Glossary

ImageNet (ILSVRC)

ImageNet is a hand-labelled image dataset of over 14 million images across 22,000 categories, organised by the WordNet hierarchy. The version most often referred to as "ImageNet" in benchmarking is the ImageNet Large-Scale Visual Recognition Challenge (ILSVRC) 2012 subset: 1,281,167 training images across 1,000 leaf categories, plus 50,000 validation and 100,000 test images. ILSVRC ran annually from 2010 to 2017, shifting the field from feature-engineering plus SVMs to end-to-end deep learning.

The benchmark is scored on top-1 error (the model's single highest-probability class must match the ground truth) and top-5 error (the gold class must appear in the top five predictions).

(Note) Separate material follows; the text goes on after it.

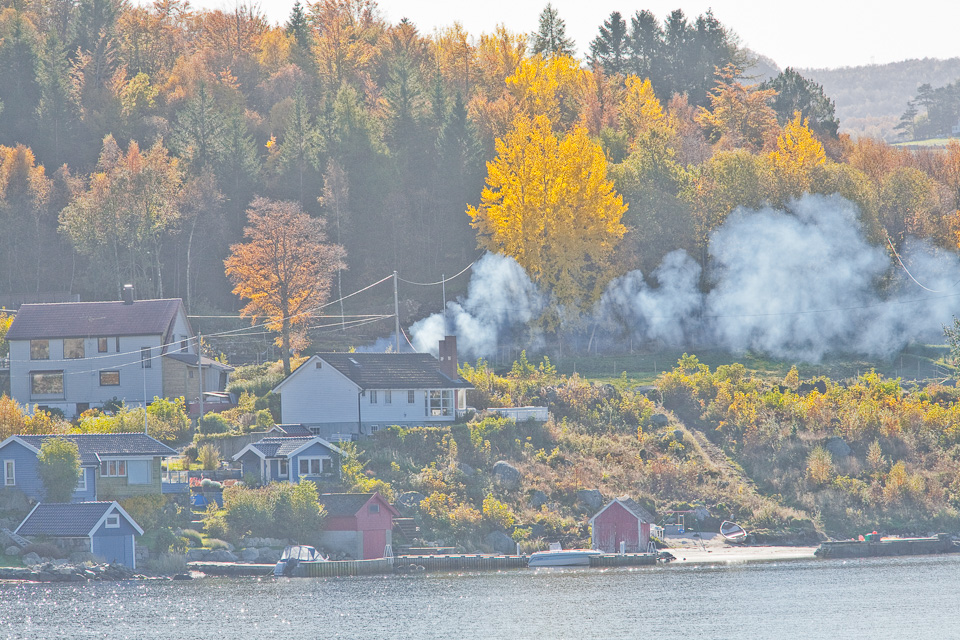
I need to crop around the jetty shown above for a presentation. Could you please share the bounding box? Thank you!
[814,533,958,558]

Top-5 was the headline ILSVRC metric until the field switched to top-1 around 2017.

Performance trajectory, the trajectory that defined modern AI:

  • 2010 (first ILSVRC): hand-crafted SIFT + Fisher vectors + linear SVM, top-5 error 28.2%.
  • 2011: 25.8% (more SIFT/HOG variants).
  • 2012: AlexNet (Krizhevsky, Sutskever, Hinton), first CNN, two GPUs, ReLU, dropout, top-5 error 15.3% vs runner-up 26.2%. The 10.9-point gap is widely regarded as the moment the deep-learning era began.
  • 2013: ZFNet 11.7%.
  • 2014: GoogLeNet 6.7%, VGG 7.3%.
  • 2015: ResNet-152 (He et al.), first to exceed estimated human performance (~5.1% top-5), 3.57%.
  • 2016: ensemble systems 2.99%.
  • 2017: SENet 2.25% (final ILSVRC).
  • 2020+: top-1 error becomes the headline; Vision Transformer (ViT-G) reaches 88.6% top-1 (11.4% top-1 error), EfficientNet-V2-XL 87.3%, and self-supervised methods like DINOv2 push frozen-feature linear-probe top-1 above 86%.
  • 2024+: top-1 saturating around 91% with frontier vision-language and self-supervised systems; remaining errors are largely concentrated in genuinely ambiguous or mislabelled images (an estimated 5% of the validation set).

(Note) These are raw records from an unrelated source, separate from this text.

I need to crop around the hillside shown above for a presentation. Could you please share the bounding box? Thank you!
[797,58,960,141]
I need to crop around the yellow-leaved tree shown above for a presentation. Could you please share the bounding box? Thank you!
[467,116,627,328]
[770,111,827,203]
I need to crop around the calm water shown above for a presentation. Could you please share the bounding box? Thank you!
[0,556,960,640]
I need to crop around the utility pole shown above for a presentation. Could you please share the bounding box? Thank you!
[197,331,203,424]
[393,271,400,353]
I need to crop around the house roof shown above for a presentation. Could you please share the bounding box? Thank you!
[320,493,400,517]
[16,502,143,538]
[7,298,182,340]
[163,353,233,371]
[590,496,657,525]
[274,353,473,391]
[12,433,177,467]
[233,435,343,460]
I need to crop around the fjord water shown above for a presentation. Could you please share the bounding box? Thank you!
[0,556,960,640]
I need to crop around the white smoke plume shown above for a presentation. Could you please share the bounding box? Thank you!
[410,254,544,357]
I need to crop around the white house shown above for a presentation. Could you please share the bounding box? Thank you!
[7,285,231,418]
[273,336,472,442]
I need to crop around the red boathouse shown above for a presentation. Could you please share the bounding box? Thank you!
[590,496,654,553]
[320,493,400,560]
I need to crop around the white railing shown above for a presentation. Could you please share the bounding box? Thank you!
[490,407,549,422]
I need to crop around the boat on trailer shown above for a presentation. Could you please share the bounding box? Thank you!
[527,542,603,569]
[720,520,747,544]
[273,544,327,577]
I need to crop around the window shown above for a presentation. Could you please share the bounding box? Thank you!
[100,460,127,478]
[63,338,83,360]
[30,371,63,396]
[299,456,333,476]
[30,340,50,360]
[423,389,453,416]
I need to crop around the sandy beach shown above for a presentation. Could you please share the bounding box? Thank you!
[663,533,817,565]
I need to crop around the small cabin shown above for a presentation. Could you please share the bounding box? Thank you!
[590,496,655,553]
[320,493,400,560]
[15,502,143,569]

Known issues. Decades of papers have documented label noise, class imbalance, geographic bias, and culturally skewed categories ("groom"/"bride" examples are disproportionately Western). The WordNet hierarchy is notoriously inconsistent. Recent work (Northcutt et al., 2021) found that ~6% of validation labels are wrong, capping achievable accuracy.

Modern relevance. ImageNet remains the canonical pretraining and evaluation benchmark for vision backbones, the foundational pretraining target for ViT, ConvNeXt, ResNet, EfficientNet, and the de-facto ancestor of every modern multimodal model. It is the benchmark whose ascent catalysed the deep-learning revolution, without 2012 AlexNet, modern AI would look very different.

Reference: Russakovsky et al., "ImageNet Large Scale Visual Recognition Challenge", IJCV 2015.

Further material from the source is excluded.